Letters exchanged between Penrose and Picasso’s secretary Juan Larrea show preparations for the British tour at full pelt: “Today matters stand like this” Larrea wrote on 12th February 1938 “We want the exhibition to happen with the maximum force and solemnity, both for Picasso himself, since the more admired he is the more useful he will be to our cause, and for our cause itself, since this is one of the rare means we have to reach that sector of the public for whom this kind of argument may prove convincing. The question of making money is only a secondary consideration.”

“Dear Picasso” wrote Penrose, as plans began to take shape “public interest is growing daily in spite of the general consternation of the last few days [the country was in the grip of the row over appeasement following Hitler’s demand for the secession of the Sudetenland]…. I’ve already had two requests from provincial towns to exhibit the pictures after we close here. The cities of Leeds and Manchester would like to show the exhibition in their municipal galleries. We can arrange this under the same conditions as we’ve got here, if you like, but they do require a fairly rapid reply. Both cities are very important centres and I think the exhibition might make a big sensation there. …come when you can, my house will be at your disposal. There is a night train, which goes via Dunkerque without the need to change compartments – one sleeps just like a baby.”

Ominously, Guernica arrived in Britain on the day the Munich Pact was signed — in fact so volatile was the political situation that Penrose cabled Picasso the day before to check he was still willing to risk the loan. Happily, he received an immediate reply saying the purpose of the picture was to express the horrors of war and that it must take its chance. The first showing went ahead in a small London gallery, as planned, on October 4. But by the time the show closed four weeks later, only 3,000 visitors had been, far less than Penrose had hoped for. He chalked it up to moral lethargy in the wake of the pact.

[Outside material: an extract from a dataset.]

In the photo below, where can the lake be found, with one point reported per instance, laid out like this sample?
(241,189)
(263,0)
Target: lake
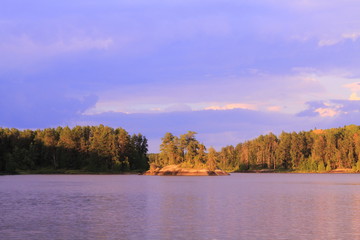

But slowly the painting’s fame began to increase. The following week, the sketches were sent to Oxford for “Peace Week”, where they began to generate interest. “At this stage the press coverage was slight” says Little, “but the majority of people who saw it and wrote about it talked about it first and foremost as a piece of political propaganda, not as an artwork. Many found it deeply confusing; they questioned whether art can or should be politically engaged in this way.”

Next, the sketches went to Leeds, before being reunited with the painting in Manchester. Both towns were known for their Left-wing activism, and the painting’s arrival was spread by word of mouth. The late artist Harry Baines, a student at the time, remembered unrolling the canvas and attaching it to the wall with a basic hammer and carpentry nails. In an effort to attract working people on their way home, the exhibition stayed open until 8pm.

The final stop on the tour was London’s Whitechapel Gallery, where Guernica received its most rapturous response. With Penrose in attendance, it was opened by Major Clement Attlee, the leader of the opposition, and a supporter of the Spanish cause. They turned the gallery into a campaign headquarters of sorts, screening films about the civil war, and offering tours of the work by well-known artists.

The tactic worked — some 12,000 visitors attended during the two-week run. “The impression your works have made on these simple people,” wrote Penrose to Picasso, was “profound.” The tour wasn’t the success Penrose had hoped for, yet Guernica became a real touchstone for artists. Many aspects of the painting’s visit to Britain remain shrouded in mystery. That showing in a Manchester car showroom, in particular, has become such an urban myth that Little put out a call for witnesses via the Manchester Evening News last September. So far, nobody has come forward.